In other words, the reforms had become imperative on account of the facts that despite its impressive quantitative growth and achievements, the financial health, integrity, autonomy, flexibility, and vibrancy in the financial sector had deteriorated over the past many years.   The allocation of resources had become severely distorted, the portfolio quality had deteriorated, and productivity, efficiency and profitability had been eroded in the system.   Customer service was poor, work technology remained outdated, and transaction costs were high.   The capital base of the system remained low, the accounting and disclosure practices were faulty, and the administrative expenses had greatly soared.   The system suffered also from a lack of delegation of authority, inadequate internal controls and poor housekeeping.

Measures

For a long time, an alarming increase of sickness in the Indian financial system had required urgent remedial measures or reforms which were introduced in 1991.

Main and sub-objectives of financial reforms introduced in 1991:

  1. To develop a market-oriented, competitive, world-integrated, diversified, autonomous, transparent financial system.
  2. To increase the allocative efficiency of available savings and to promote accelerated growth of the real sector.
  3. To increase or bring about the effectiveness, accountability, profitability, viability, vibrancy, balanced growth, operational economy and flexibility, professionalism and depoliticisation in the financial sector.
  4. To increase the rate of return on real investment.
  5. To promote competition by creating level-playing fields and facilitating free entry and exit for institutions and market players.
  6. To ensure that the rationalization of interest rates structure occurs, that interest rates are flexible, market-determined or market-related, and that the system offers to its users a reasonable level of positive real interest rates.   In other words, the goal has been to dismantle the administered system of interest rates.
  7. To reduce the levels of resource pre-emptions and to improve the effectiveness of directed credit programmes.
  8. To build a financial infrastructure relating to supervision, audit, technology, and legal matters.
  9. To modernize the instruments of monetary control so as to make them more suitable for the conduct of monetary policy in a market economy i.e. to increase the reliance on indirect or market-incentives based instruments rather than direct or physical instruments of monetary control.

The key words describing reforms have been liberalization, deregulation, marketisation, privatization, and globalization, all of which convey reforms objectives in a clear manner.   The basic premise underlying the reforms has been that the state ownership and regulation have harmed the financial system, particularly the banks and the investors, and that such regulation is no longer relevant and adequate.   To use the well-known academic terminology, the objective of financial reforms has been to correct and eliminate financial repression; and to transform a financially repressed system into a free system.

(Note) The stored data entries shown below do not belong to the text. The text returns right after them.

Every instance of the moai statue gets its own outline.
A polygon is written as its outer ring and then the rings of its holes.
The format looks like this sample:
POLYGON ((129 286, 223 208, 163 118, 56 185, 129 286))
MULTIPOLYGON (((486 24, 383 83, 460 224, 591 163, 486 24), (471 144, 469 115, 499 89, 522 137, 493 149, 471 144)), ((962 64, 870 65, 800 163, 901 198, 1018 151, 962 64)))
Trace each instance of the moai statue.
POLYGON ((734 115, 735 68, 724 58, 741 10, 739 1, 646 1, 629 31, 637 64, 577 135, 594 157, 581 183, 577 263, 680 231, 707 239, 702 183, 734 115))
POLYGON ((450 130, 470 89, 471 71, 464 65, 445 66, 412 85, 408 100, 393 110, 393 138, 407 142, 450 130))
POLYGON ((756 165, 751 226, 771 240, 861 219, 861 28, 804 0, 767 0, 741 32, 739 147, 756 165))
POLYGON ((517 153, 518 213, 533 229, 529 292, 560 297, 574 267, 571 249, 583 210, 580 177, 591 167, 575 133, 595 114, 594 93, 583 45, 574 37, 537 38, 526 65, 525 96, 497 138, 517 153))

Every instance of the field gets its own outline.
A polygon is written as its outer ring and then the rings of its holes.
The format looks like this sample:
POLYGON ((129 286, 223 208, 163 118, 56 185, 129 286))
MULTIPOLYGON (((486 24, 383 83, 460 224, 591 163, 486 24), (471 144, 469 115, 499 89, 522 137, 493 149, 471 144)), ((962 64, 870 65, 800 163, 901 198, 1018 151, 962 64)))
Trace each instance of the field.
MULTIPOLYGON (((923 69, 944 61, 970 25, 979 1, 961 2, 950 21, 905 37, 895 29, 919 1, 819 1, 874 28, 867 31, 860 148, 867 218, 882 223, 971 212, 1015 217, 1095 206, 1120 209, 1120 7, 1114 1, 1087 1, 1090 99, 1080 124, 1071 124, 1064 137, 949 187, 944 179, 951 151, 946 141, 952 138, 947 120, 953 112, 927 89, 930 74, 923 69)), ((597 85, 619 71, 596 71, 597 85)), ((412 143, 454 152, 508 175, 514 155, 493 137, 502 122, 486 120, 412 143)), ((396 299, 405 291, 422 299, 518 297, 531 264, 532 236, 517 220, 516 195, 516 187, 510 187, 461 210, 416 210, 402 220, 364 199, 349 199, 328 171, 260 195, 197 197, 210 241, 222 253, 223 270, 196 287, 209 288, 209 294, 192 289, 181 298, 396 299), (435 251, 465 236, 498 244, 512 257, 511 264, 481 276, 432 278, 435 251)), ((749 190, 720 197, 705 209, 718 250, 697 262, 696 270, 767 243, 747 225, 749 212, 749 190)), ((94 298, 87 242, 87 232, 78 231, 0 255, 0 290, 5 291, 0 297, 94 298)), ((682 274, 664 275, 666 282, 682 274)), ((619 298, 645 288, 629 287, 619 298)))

Financial sector reforms are said to be grounded in the belief that the competitive efficiency in the real sectors of the economy cannot be realized to its full extent unless the allocative efficiency of the private sector was improved.   The main thrust of financial sector reforms was on the creation of efficient and stable financial institutions and markets, the removal if structural bottlenecks, introduction of new players and instruments, introduction of free pricing of financial assets, relaxation of quantitative restrictions, improvement in trading, clearing and settlement practices, promotion of institutional infrastructure, refinement of market micro-structure, creation of liquidity, depth, and the efficient price discovery process, and ensuring technological up gradation.